(写真はイメージです/PIXTA)

本連載は、ニッセイ基礎研究所が2021年10月1日に公開したレポートを転載したものです。

2―求められる長期で続けるブレない姿勢

岸田新政権の支援に期待がかかるところだが、スタートアップの創出や育成、そしてスタートアップ・エコシステムの構築に向けた取り組みは、短期で成果が出るものではない。例えば、研究開発型のスタートアップのビジネスが立ち上がるまでには長い期間と多くの資金が必要になる。研究開発や資金調達に頓挫し、事業が立ち行かなくなるケースも多い。
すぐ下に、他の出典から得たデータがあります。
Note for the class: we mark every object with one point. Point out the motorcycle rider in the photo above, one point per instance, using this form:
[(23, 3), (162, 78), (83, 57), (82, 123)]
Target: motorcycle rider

科学技術立国にふさわしい、研究開発型のスタートアップが次々と生まれ、成長するようなスタートアップ・エコシステムを作り上げようとするのであれば、長期的な視点で支援を継続する必要がある。まだ新型コロナウイルスが完全に終息したわけではなく、まだまだ霧が晴れない状況が続くからこそ、長期で支援を続けるブレない姿勢が求められる。

 

一方、コロナ禍においても、日本のスタートアップをめぐる環境が着実に前進していることは、岸田新政権にとっても追い風となる。一時は急落した株価は、足もと不安定さを見せているものの依然として高値圏にあり、新規上場数も堅調に推移している。スタートアップの資金調達金額は底堅く推移しており、大型の資金調達も見られる。ここ数年でスタートアップとの連携や資本提携を増やしてきた大企業の姿勢も大きくは変わっていないように見える。

 

さらに、海外の投資家が日本のスタートアップに投資する事例も増えてきた。例えば、バイオ素材の開発を手掛けるSpiber(山形県鶴岡市)は、この9月に米国のカーライルやフィデリティ、英国のベイリー・ギフォード等から大型の資金調達を行うことを発表した。また、海外の有力企業に買収されるスタートアップも現れた。米決済大手ペイパル・ホールディングスは、後払いサービスを手掛けるPaidy(東京都港区)を3,000億円で買収することを発表した。長らく、内外の有力企業が買収したいと思うようなスタートアップが少ない、EXITがIPOに偏重しているなどと言われてきたが、米国の大手IT企業から3,000億円もの評価額で買収される企業が出てきたことは、非常に画期的なことである。

 

そして、米調査会社のスタートアップ・ゲノムがこの9月に発表したスタートアップ・エコシステムランキングでは、東京が9位にランクインした[図表2]。昨年の15位から順位を上げており、海外における日本の認知度、注目度が高まっていることの表れと言えよう。

 

[図表2]スタートアップ・エコシステムランキング(2021年)

 

スタートアップが育たないと言われてきた日本の環境は、ここ数年で大きく改善してきた。岸田新政権の成長戦略、支援策によって、日本のスタートアップ・エコシステムは更に飛躍を遂げることができるのか、今後の展開に期待したい。